Ojalá pudiéramos aún decírselo a Diego, con las manos sobre sus hombros para que sintiera alivio su tremenda carga. «No te rindas, por favor no cedas, / Aunque el frío queme, / Aunque el miedo muerda, / Aunque el sol se esconda, / Y se calle el viento, / Aún hay fuego en tu alma / Aún hay vida en tus sueños». Ojalá estuviéramos a tiempo de persuadirle con ayuda de Benedetti, pero mucho me temo que no existía verso en cuaderno alguno que a este niño de once años, sólo once años, le convenciera para no quitarse la vida. Cómo no iba a hacerlo si quienes tenían que defenderlo le enterraron más en la tremenda idea de que la muerte era la única solución a su problema.

Acoso escolar (y no sabemos si también sexual) permitido y alentado por los docentes; una jueza que a pesar de los muchos testimonios y el lamentable estado psicológico del menor, da carpetazo y de paso la espalda a quien juró defender el día que consiguió por fin hacerse con su ansiada toga. Porque para eso están los jueces, ¿verdad? Se ve que no todos.

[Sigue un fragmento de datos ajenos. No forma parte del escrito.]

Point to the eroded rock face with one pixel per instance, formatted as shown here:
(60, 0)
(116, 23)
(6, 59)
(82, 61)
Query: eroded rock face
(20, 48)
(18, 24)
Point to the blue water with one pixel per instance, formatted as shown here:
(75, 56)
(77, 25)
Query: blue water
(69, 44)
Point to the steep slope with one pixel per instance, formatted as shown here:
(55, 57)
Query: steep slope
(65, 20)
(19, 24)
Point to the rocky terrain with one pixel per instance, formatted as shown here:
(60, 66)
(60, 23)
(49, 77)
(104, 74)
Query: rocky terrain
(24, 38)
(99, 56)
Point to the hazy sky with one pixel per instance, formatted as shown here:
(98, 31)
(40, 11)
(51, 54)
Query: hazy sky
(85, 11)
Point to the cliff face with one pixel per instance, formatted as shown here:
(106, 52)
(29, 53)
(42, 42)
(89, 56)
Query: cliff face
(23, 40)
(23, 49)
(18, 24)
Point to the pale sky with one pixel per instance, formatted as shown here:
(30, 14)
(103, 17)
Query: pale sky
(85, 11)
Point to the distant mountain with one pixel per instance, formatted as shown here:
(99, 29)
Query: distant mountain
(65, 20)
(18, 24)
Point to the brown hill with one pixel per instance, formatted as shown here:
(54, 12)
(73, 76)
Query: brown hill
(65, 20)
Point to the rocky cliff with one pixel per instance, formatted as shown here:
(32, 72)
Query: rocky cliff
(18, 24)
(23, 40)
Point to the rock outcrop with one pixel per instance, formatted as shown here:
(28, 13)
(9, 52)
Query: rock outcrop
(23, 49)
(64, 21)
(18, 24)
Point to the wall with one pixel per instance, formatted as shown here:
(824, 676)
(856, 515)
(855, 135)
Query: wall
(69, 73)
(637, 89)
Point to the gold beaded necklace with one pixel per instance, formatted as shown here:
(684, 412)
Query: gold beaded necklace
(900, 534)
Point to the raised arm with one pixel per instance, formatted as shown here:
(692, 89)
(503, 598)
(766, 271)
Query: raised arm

Cada vez que leo o escucho que un niño se suicida porque le están haciendo la vida imposible en el colegio, se me llevan los diablos. Y es que hay muchísimo cobarde en los centros educativos. También muy buenos profesionales que hacen todo lo que está en su mano, pero los primeros, esos degenerados de la prudencia, minan cualquier conato de supervivencia. Son como una pequeña gota de aceite que cae en un vaso de agua pura y cristalina, echándola a perder. ¿Y por qué? Por mantener el prestigio de cartón piedra del centro educativo; por no perder la tranquilidad de su preciada zona de confort (así maten a su madre); y se excusan muchas veces en la idea de que el maltrato de otros compañeros hará más fuerte a la criatura, vamos, poco más o menos que le están haciendo un favor.

Desgraciadamente hay muchísimos casos que no salen en la prensa porque no acaban en muerte, pero sí en profundas heridas psicológicas y, de rebote, físicas. Mi primo, como muchos padres, tuvo que cambiar al crío de colegio porque los progenitores del agresor respondieron con amenazas ante las quejas de mis familiares y el profesor, para arreglarlo, aseguraba que el menor debía pasar por aquella mili que le haría más fuerte. Insomnio, pérdida de apetito, ausencia ni atisbo de felicidad infantil. Muy educativo, aún más eficaz, sí señor.

No queda otra que insistir, que no rendirse, permanecer alertas, luchar contra la cobardía y confiar en que antes o después se hará justicia con estos menores a los que nuestra voraz civilización trata sin piedad alguna.